Hakaim Albert G, Lau L Louis, Neuhauser Beate, Klocker Josef, Oldenburg W Andrew, McKinney J Mark, Paz-Fumigalli Ricardo, Stockland Andrew

机构信息

Section of Vascular Surgery, Mayo Clinic, Jacksonville, FL, USA.

出版信息

Vasc Endovascular Surg. 2004 Jan-Feb;38(1):51-6. doi: 10.1177/153857440403800106.
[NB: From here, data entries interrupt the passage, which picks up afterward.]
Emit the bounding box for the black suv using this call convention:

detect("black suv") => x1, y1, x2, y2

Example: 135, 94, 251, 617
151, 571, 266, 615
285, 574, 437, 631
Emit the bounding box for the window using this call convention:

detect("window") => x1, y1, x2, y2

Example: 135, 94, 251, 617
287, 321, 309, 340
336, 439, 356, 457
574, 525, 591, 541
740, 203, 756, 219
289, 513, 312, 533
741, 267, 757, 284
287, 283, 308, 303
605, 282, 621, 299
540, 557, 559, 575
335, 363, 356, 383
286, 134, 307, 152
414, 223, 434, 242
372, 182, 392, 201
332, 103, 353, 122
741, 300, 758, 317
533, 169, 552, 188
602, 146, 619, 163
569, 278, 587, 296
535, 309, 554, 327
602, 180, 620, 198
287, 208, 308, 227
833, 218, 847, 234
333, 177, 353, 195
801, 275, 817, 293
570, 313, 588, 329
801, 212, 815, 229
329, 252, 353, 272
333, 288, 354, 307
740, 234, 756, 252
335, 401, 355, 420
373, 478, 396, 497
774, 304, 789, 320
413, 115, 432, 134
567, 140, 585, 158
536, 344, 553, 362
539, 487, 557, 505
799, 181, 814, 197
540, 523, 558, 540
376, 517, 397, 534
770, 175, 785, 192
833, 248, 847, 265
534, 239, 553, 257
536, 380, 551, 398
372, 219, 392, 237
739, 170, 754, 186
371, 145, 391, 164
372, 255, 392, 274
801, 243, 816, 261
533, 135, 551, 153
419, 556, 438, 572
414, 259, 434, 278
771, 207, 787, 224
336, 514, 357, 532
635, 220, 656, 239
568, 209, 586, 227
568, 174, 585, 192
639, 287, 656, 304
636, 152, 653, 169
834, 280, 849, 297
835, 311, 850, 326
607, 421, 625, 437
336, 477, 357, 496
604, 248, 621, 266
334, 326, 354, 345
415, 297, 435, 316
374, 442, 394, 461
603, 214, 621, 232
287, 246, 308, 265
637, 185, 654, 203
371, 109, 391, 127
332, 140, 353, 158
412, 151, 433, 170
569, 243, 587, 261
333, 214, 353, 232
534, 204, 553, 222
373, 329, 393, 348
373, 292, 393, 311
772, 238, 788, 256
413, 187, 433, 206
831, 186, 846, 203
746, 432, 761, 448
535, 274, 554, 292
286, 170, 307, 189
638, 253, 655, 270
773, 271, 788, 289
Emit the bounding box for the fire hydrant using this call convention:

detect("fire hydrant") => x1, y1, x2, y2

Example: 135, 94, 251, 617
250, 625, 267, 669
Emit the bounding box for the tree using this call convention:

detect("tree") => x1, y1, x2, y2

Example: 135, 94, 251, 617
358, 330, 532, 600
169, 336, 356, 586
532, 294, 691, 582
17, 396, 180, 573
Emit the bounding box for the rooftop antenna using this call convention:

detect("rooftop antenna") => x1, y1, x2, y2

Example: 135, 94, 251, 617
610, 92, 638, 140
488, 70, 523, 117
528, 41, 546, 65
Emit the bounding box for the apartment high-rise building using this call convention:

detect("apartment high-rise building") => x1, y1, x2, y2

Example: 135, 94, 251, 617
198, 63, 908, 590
DOI:10.1177/153857440403800106
PMID:14760477
Abstract

Stent-grafts are ideally terminated within the common iliac artery (CIA). However, CIA ectasia may require hypogastric artery occlusion, with stent-graft extension to the external iliac artery. Alternatively, the diameter of the distal stent-graft may be increased, or flared, to allow exclusion of the abdominal aortic aneurysm. This report details the authors' experience with this technique. Forty-one patients received bifurcated stent-grafts (BSG): 20 received an AneuRx device, and 21 received a Zenith device. CIA ectasia (diameter 15-25 mm) was treated with a distal flare of 2-4 mm greater than the CIA diameter. Patients were followed up with computed tomography scan at 1, 6, and 12 months. Statistical analysis was performed using ANOVA within groups and unpaired two-tailed t test between groups. A p value of < 0.05 was considered significant. Eight of 20 patients (40%) (11 CIA) received an AneuRx device and 13/21 (62%) (17 CIA) received a Zenith device, with a distal flare. Values are (n) mean (mm) +/- SE. There were no deaths, endoleaks, migrations, or conversions to open repair. Follow-up mean was 24.7 and 20.6 (range 15-28) months for AneuRx and Zenith groups, respectively. In comparing initial and 12-month CIA diameters, AneuRx grafts 20 +/-0.8 vs 21.5 +/-1.0 were not significantly different, p = 0.2, nor was the same comparison for Zenith, 17 +/-0.5 vs 19.1 +/-0.4, significant, p = 0.57. At a mean follow-up of 12 months, distal flare of iliac limbs with either AneuRx or Zenith devices affords a seal for CIA ectasia and/or aneurysms complicating EVAR.

摘要

覆膜支架理想情况下应在髂总动脉(CIA)内终止。然而,髂总动脉扩张可能需要闭塞髂内动脉,将覆膜支架延伸至髂外动脉。或者,可以增加或扩张远端覆膜支架的直径,以实现腹主动脉瘤的隔绝。本报告详细介绍了作者使用该技术的经验。41例患者接受了分叉覆膜支架(BSG):20例接受了AneuRx装置,21例接受了Zenith装置。髂总动脉扩张(直径15 - 25毫米)采用比髂总动脉直径大2 - 4毫米的远端扩张进行治疗。患者在1个月、6个月和12个月时接受计算机断层扫描随访。使用组内方差分析和组间非配对双尾t检验进行统计分析。p值<0.05被认为具有统计学意义。20例患者中的8例(40%)(11条髂总动脉)接受了AneuRx装置,21例中的13例(62%)(17条髂总动脉)接受了带有远端扩张的Zenith装置。数值为(n)平均值(毫米)±标准误。无死亡、内漏、移位或转为开放修复的情况。AneuRx组和Zenith组的随访平均时间分别为24.7个月和20.6个月(范围15 - 28个月)。比较初始和12个月时的髂总动脉直径,AneuRx移植物分别为20±0.8与21.5±1.0,差异无统计学意义,p = 0.2,Zenith装置的相同比较,17±0.5与19.1±0.4,差异也无统计学意义,p = 0.57。在平均12个月的随访中,使用AneuRx或Zenith装置的髂支远端扩张可为髂总动脉扩张和/或与腔内修复术相关的动脉瘤提供封闭。